Here goes a link posted by my buddy, hypokritical over on the Sin-Jin board. It has Porn Queen Jenna Jameson telling a little about her role in the film. Enjoy!

http://www.iesb.net/videointerviews/jennajamesonint.php


----------



## HibLaGrande (Sep 25, 2005)

She's not as hot when she's not wearing her dildos.


----------



## Dr Morbius (Sep 21, 2004)

I'm not even touching this one.


----------



## Faustian_Pact (Apr 19, 2006)

Has she filmed her role yet? I wish her the best. 
Ethan knows what he's doing.


----------



## Sinister (Apr 18, 2004)

As near as I'm able to gather, I think she only has bit part. I could never get a clear answer from anyone on the subject. Believe me, I asked.


----------



## dougspaulding (May 22, 2004)

Sin is right - Ethan told me he can't talk about it.


----------



## Faustian_Pact (Apr 19, 2006)

Thanks. Hmmm...Sin-Jin Jameson?


----------



## dougspaulding (May 22, 2004)

Perhaps she was attracted to the word "sin" in the title.

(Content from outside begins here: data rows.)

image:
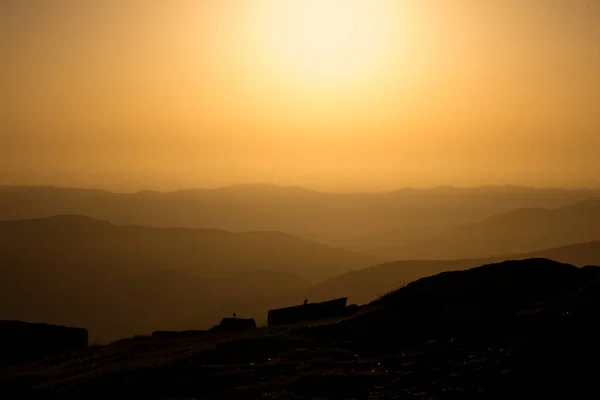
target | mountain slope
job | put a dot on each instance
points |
(523, 329)
(518, 231)
(122, 280)
(365, 285)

Much improved avatar, by the way! Who is she?


----------



## Faustian_Pact (Apr 19, 2006)

My avatar.
A high-octane hybrid of Molly Ringwald,Angelina Jolie,and Jessica Alba!:googly:

??????? Here you go; M'Lord Spaulding.

http://www.antoniogenna.net/roswell/download/cesco/0301 - Majandra_Delfino.jpg


----------



## Sinister (Apr 18, 2004)

Here goes an even better'un:


----------



## HibLaGrande (Sep 25, 2005)

Uh Oh , theres that odd tinglelng again. looks alot like my highschool girlfriend.


----------



## Faustian_Pact (Apr 19, 2006)

Sinister dropped da'bomb,and dethroned Jenna's thread. Now Hib's tingling.

Not since Jimi Hendrix upstaged The Monkees...

FYI (Hendrix was booked as the opening act for The Monkees 1967 tour. Note to manager:It's called "research".Get to know it!.)


----------



## dougspaulding (May 22, 2004)

I can't see _any_ of these photos - it wasn't such a big deal when I was trying to see *Guess the Movie Still* game, but now it's getting important.

Do I need to do something to my settings? Am I just goofy? (Rhetorical question)


----------